Sympatholysis, i.e., reduction in sympathetic nervous system (SNS) activity, could be a potential mechanism for the apparent endothelial benefits of the SGLT2i switch in the patients affected by HF with T2DM. Probably, SGLT2is alleviate the renal stress responsible for sympathetic activation [40]. Despite increasing experimental and clinical data [41] demonstrated a reduction in SNS activity, the mechanisms linking SGLT2 and SNS need of further investigation. However, the failure to increase heart rate despite reductions in blood pressure and plasma volume may suggest a decrease of SNS activity in patients affected by HF with or without T2DM in treatment with gliflozins.

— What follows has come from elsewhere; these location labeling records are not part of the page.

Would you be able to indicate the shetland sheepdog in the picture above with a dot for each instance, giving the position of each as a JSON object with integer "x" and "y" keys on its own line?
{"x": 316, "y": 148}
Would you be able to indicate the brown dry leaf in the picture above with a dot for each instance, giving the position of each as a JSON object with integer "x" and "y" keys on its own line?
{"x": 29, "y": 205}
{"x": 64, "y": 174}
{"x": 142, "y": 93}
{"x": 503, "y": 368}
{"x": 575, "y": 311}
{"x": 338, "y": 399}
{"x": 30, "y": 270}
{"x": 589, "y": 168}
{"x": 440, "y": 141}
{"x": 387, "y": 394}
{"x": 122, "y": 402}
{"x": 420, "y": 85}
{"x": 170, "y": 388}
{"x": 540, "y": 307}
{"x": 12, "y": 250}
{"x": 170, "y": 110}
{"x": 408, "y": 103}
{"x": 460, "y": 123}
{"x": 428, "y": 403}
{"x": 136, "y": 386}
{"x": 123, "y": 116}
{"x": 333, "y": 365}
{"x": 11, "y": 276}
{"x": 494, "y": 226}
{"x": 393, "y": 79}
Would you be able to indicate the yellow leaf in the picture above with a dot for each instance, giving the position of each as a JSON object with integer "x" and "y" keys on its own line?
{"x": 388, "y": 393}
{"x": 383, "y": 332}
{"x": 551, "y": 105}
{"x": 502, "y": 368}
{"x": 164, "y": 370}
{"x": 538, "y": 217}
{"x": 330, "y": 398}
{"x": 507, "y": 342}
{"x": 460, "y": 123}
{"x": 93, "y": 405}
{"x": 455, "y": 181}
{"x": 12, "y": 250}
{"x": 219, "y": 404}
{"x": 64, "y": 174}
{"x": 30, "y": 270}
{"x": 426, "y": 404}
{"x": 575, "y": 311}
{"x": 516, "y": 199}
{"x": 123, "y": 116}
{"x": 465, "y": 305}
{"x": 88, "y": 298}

Randomized adequately powered studies are warranted to confirm vasoactive effect of SGLT2i preliminary shown in small observational studies.

Conclusions

Switch to SGLT2i in patients with CHF and T2DM was associated in an observational non-randomized study with an improved endothelial function.

Limitations

Main limitation of the study is the small number of patients enrolled and the observational nature of the study; these preliminary results need to be confirmed in properly powered multicentric and randomized studies.

No data are available on plasma levels of nitrite/nitrate and or endothelin, which would be of great interest in order to clarify possible pathways of interaction.

The study is underpowered to consider possible difference between groups of borderline significance (see mineralocorticoids receptor antagonists).